How each captured construct behaves under different Informix source DB_LOCALE settings. The CDC capture pipe is byte-oriented — column data arrives as raw bytes from the logical log, transcoding never happens on the wire — so character data is locale-agnostic by construction. Numeric and temporal literal formatting goes through the Informix CSDK formatters and is forced to a locale-neutral encoding at the ripper's process boundary so captured SQL is portable to any target dialect regardless of source locale.
The matrix below shows the verified behaviour for each (source-locale × captured construct) cell. Every cell was exercised live on this build — INSERT / UPDATE (with WHERE-image) / DELETE driven against an Informix source running the named locale, the captured SQL inspected against the source bytes hex-for-hex. See the SQL Mapping page for the per-target dialect rewriter and the Schema Translation page for end-to-end target-side replay examples.

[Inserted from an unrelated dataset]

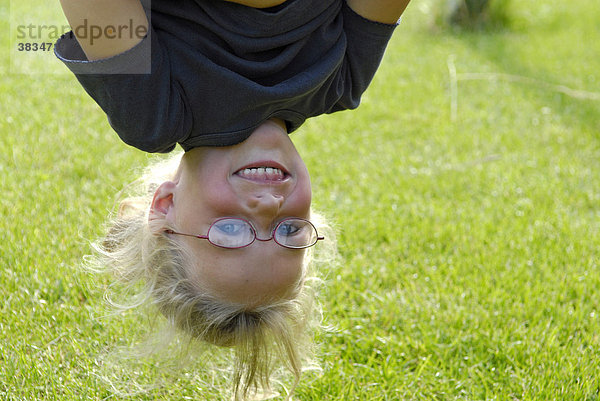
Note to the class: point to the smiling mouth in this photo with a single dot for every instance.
(262, 173)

| Captured construct | en_US.819 (Latin-1, baseline) | en_US.utf8 | de_de.819 | ja_jp.utf8 |
|---|---|---|---|---|
| NCHAR / NVARCHAR multi-byte content | single-byte high-bit (e.g. 0xE9=é) | byte-perfect (Cyrillic, Greek, Japanese pass through unchanged) | single-byte high-bit (German umlauts äöüß) | byte-perfect (Hiragana / Katakana / Kanji pass through unchanged) |
| VARCHAR with high-bit / multi-byte chars | byte-preserved | byte-preserved (multi-byte UTF-8 sequences emit verbatim in INSERT / UPDATE / DELETE) | byte-preserved | byte-preserved |
| DECIMAL value emission (decimal separator) | ASCII dot (1234.56) | ASCII dot | ASCII dot (forced via CLIENT_LOCALE=en_us.819 at process startup — the ripper overrides the operator's env so a comma-decimal locale on the source never leaks into the captured SQL) | ASCII dot |
| DECIMAL emission, large precision (32+ digits) | full digits preserved | full digits preserved | full digits preserved with dot separator | full digits preserved |
| DATETIME literal | 'YYYY-MM-DD HH:MM:SS[.fffff]' (ISO) | ISO | ISO (no comma drift in the date string under DE locale) | ISO (no Japanese-era drift; '2026-04-01 09:15:30' not '令和8') |
| UPDATE / DELETE WHERE-image (full row reconstruction) | preserved | preserved (multi-byte WHERE values match source bytes verbatim) | preserved (umlauts and dot-decimal both clean) | preserved (multi-byte WHERE values match source bytes verbatim) |
| NCHAR length semantics | byte-padded | byte-padded (server-side octet_length matches captured byte count) | byte-padded | byte-padded |
The capture path is locale-agnostic for column data because the CDC log records carry raw byte sequences, not character strings — no client-side decoding or re-encoding happens between the source log and the captured SQL stream. Numeric and temporal formatting goes through Informix CSDK functions (dectoasc, dttoasc) which honour the GLS locale system; the ripper forces CLIENT_LOCALE=en_us.819 at process startup so those formatters always emit ASCII-dot decimal separator and ISO DATETIME literals regardless of the operator's shell environment or the source database's locale. Other locale categories (collation, character classification) stay at the operator's setting; only the formatter output is normalised.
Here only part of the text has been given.